The chipmaker had expected revenue to come in between $800 million and $840 million for the March quarter but reduced that guidance to $770 million. Qorvo said the novel coronavirus outbreak has impacted the smartphone supply chain and customers' demand more than expected. The tech company also warned the full impact of the virus "remains difficult" to forecast.
Qorvo's ultrawideband wireless technology, which it acquired through its acquisition of Decawave, is used in the iPhone 11 for its AirDrop capability. Qorvo's chips are expected to be in the lower-cost iPhone that Apple is rumored to be launching this spring. With the cheaper iPhone, Apple is going after a market that wants the processing power without all the bells and whistles. It's not clear if the warning out of Qorvo will have any impact on the launch date for that device known now as the iPhone SE2.
Qorvo isn't the only chipmaker to temper its outlook. In early February, Qualcomm (QCOM -1.91%) lowered its earnings guidance because of the outbreak. NXP Semiconductors (NXPI -1.33%) just warned Tuesday of issues it is having due to the disruptions the coronavirus (which causes the disease COVID-19) is causing.

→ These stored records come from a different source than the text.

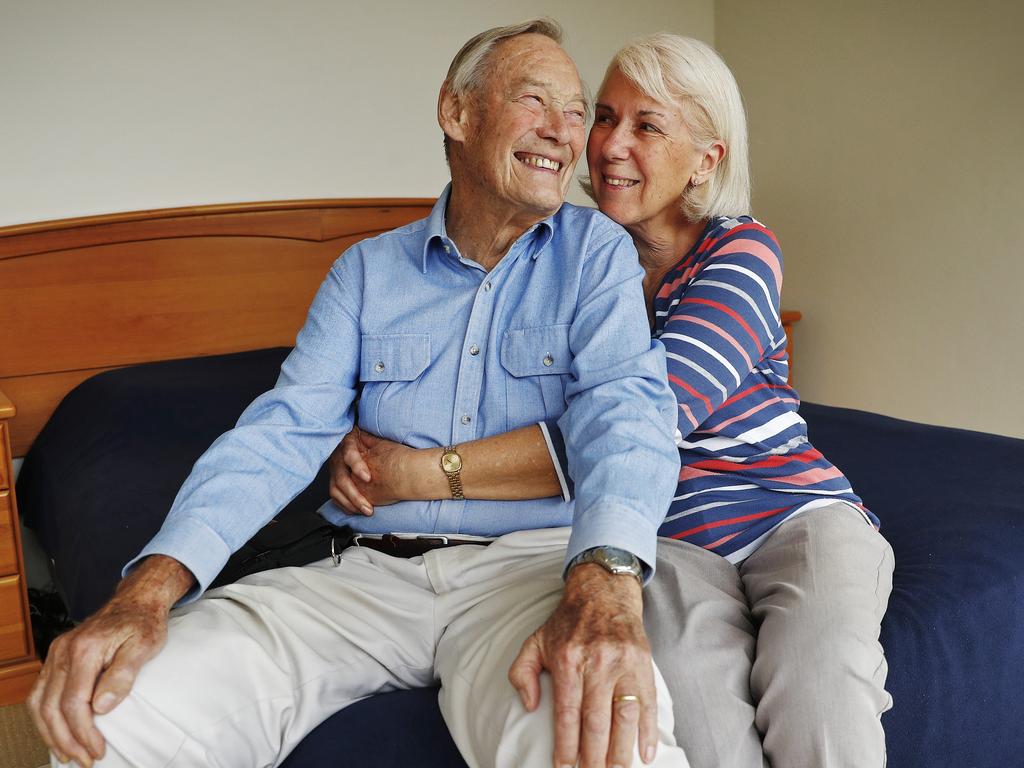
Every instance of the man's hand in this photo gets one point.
(91, 669)
(595, 648)
(368, 471)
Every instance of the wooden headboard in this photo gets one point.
(80, 296)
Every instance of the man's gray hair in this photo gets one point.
(676, 70)
(469, 68)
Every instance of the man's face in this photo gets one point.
(525, 129)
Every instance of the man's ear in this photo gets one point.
(452, 115)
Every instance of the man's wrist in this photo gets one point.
(590, 582)
(615, 561)
(428, 481)
(158, 583)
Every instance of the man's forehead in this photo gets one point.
(564, 91)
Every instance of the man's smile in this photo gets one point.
(539, 161)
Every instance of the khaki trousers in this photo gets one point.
(251, 668)
(777, 662)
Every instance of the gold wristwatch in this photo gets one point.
(452, 465)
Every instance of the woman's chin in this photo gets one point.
(615, 210)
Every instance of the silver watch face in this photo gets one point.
(611, 558)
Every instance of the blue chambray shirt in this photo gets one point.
(444, 352)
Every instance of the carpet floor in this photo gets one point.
(19, 744)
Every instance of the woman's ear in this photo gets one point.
(452, 115)
(709, 162)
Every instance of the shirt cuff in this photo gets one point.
(556, 449)
(195, 545)
(614, 526)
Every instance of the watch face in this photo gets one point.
(451, 462)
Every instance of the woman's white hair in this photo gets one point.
(468, 71)
(672, 69)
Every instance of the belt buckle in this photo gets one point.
(335, 554)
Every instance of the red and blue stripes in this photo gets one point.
(747, 462)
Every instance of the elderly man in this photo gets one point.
(502, 308)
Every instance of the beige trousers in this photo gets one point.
(777, 662)
(253, 667)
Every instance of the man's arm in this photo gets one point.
(368, 471)
(236, 486)
(620, 437)
(90, 669)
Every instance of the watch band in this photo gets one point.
(452, 466)
(614, 560)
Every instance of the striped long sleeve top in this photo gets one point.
(747, 462)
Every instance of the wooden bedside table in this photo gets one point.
(18, 666)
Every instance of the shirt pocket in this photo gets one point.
(538, 360)
(391, 367)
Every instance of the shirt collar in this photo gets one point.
(543, 231)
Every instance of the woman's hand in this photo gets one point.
(368, 471)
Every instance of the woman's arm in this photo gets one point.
(369, 471)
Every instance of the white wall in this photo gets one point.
(888, 153)
(121, 105)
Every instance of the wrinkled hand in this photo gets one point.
(90, 670)
(595, 648)
(367, 471)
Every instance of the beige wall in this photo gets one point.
(122, 105)
(888, 155)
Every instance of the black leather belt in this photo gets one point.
(408, 545)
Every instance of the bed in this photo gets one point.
(154, 330)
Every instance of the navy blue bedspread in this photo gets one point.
(101, 475)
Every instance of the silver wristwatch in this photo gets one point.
(612, 559)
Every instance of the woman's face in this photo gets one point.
(641, 157)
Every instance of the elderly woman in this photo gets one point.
(772, 579)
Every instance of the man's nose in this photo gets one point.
(555, 126)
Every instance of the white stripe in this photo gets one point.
(783, 450)
(672, 305)
(745, 297)
(694, 510)
(554, 460)
(753, 275)
(713, 352)
(695, 367)
(713, 444)
(808, 489)
(771, 428)
(719, 487)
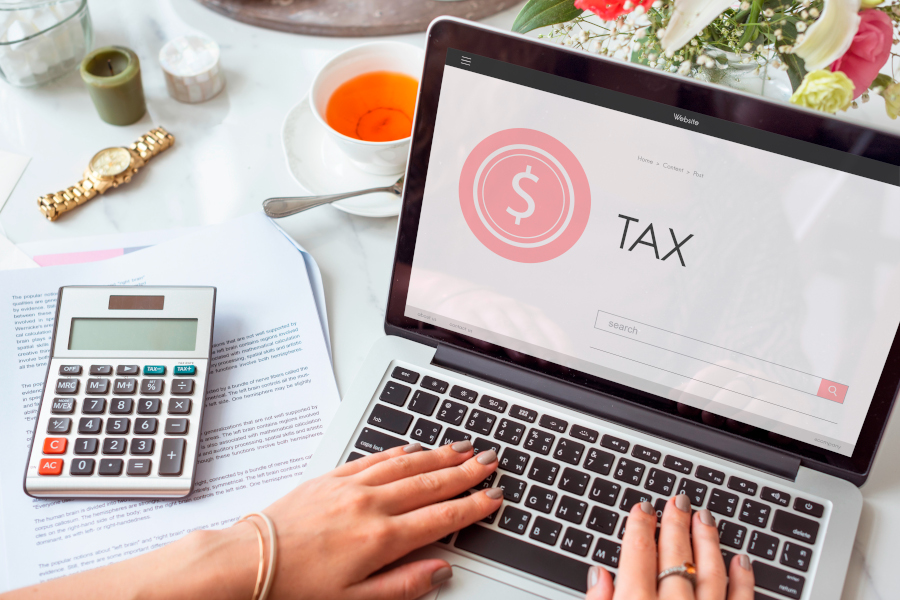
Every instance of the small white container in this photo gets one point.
(191, 66)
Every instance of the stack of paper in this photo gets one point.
(271, 394)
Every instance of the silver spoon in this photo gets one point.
(285, 207)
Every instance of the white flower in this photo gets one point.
(828, 38)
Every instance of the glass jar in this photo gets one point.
(41, 40)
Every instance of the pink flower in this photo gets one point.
(869, 51)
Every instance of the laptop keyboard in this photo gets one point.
(568, 486)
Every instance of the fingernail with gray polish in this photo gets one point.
(461, 446)
(441, 575)
(487, 457)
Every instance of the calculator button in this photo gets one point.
(114, 445)
(176, 426)
(121, 406)
(86, 446)
(110, 466)
(139, 467)
(151, 386)
(90, 425)
(179, 406)
(63, 406)
(182, 387)
(50, 466)
(119, 426)
(59, 425)
(148, 406)
(82, 466)
(171, 457)
(55, 445)
(94, 406)
(66, 386)
(142, 446)
(145, 426)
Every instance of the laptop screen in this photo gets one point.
(744, 274)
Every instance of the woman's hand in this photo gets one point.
(640, 563)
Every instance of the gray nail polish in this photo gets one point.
(487, 457)
(441, 575)
(461, 446)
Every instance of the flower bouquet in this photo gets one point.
(832, 50)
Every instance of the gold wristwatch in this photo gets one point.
(108, 169)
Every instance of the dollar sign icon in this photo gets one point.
(527, 174)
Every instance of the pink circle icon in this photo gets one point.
(524, 195)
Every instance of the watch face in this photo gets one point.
(111, 162)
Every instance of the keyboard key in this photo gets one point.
(710, 475)
(777, 580)
(515, 520)
(514, 461)
(770, 495)
(629, 471)
(553, 424)
(571, 509)
(540, 499)
(522, 413)
(461, 393)
(599, 462)
(452, 412)
(569, 451)
(604, 491)
(372, 440)
(426, 432)
(545, 531)
(171, 459)
(433, 384)
(543, 470)
(394, 393)
(385, 417)
(660, 482)
(583, 433)
(814, 509)
(539, 441)
(678, 464)
(513, 489)
(755, 513)
(423, 403)
(795, 526)
(762, 544)
(510, 432)
(525, 556)
(695, 491)
(644, 453)
(602, 520)
(722, 502)
(732, 534)
(795, 555)
(404, 374)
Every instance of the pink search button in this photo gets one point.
(832, 391)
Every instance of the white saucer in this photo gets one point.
(319, 166)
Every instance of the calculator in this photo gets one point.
(122, 403)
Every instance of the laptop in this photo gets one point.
(632, 285)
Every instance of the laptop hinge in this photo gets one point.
(620, 411)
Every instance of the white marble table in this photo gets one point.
(228, 158)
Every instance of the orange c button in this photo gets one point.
(50, 466)
(55, 445)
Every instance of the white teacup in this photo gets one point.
(382, 158)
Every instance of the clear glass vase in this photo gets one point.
(41, 40)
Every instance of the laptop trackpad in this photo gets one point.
(466, 585)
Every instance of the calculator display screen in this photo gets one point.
(133, 334)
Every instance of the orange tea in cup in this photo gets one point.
(374, 107)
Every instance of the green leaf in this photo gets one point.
(541, 13)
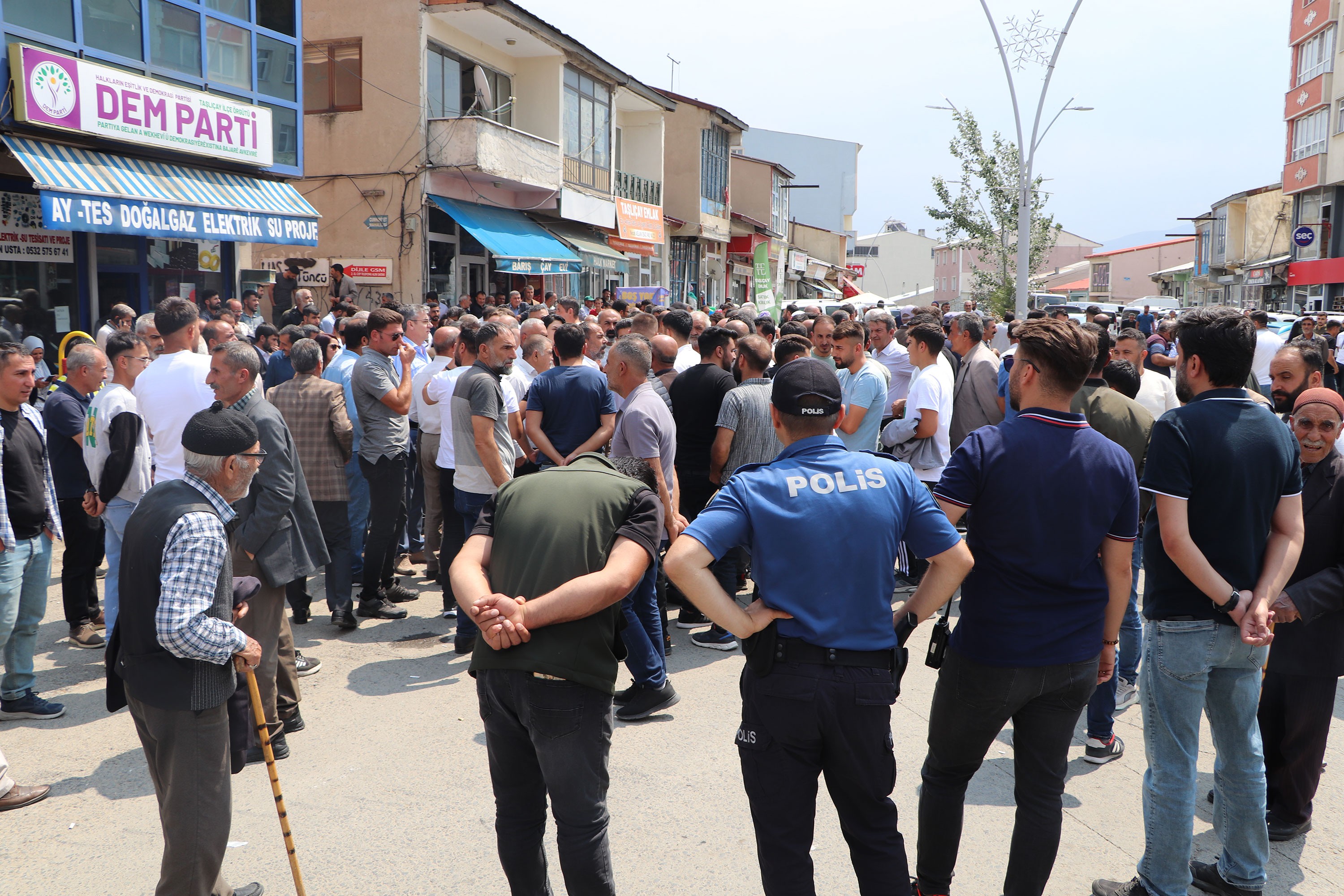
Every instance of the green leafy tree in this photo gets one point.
(982, 217)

The warning out of Qorvo shouldn't surprise Apple investors given that the iPhone maker already reduced its outlook for its current fiscal second quarter. In early February, Apple said it didn't expect to meet its revenue guidance because of supply chain constraints and a decline in demand for its products in China.
Since then, Apple CEO Tim Cook has expressed confidence China was getting the outbreak under control. Earlier Tuesday, Foxconn (FXCNF 3.75%), the Chinese assembler of iPhones and iPads, confirmed Cook's statement and said it expects production to be back to normal by the end of March.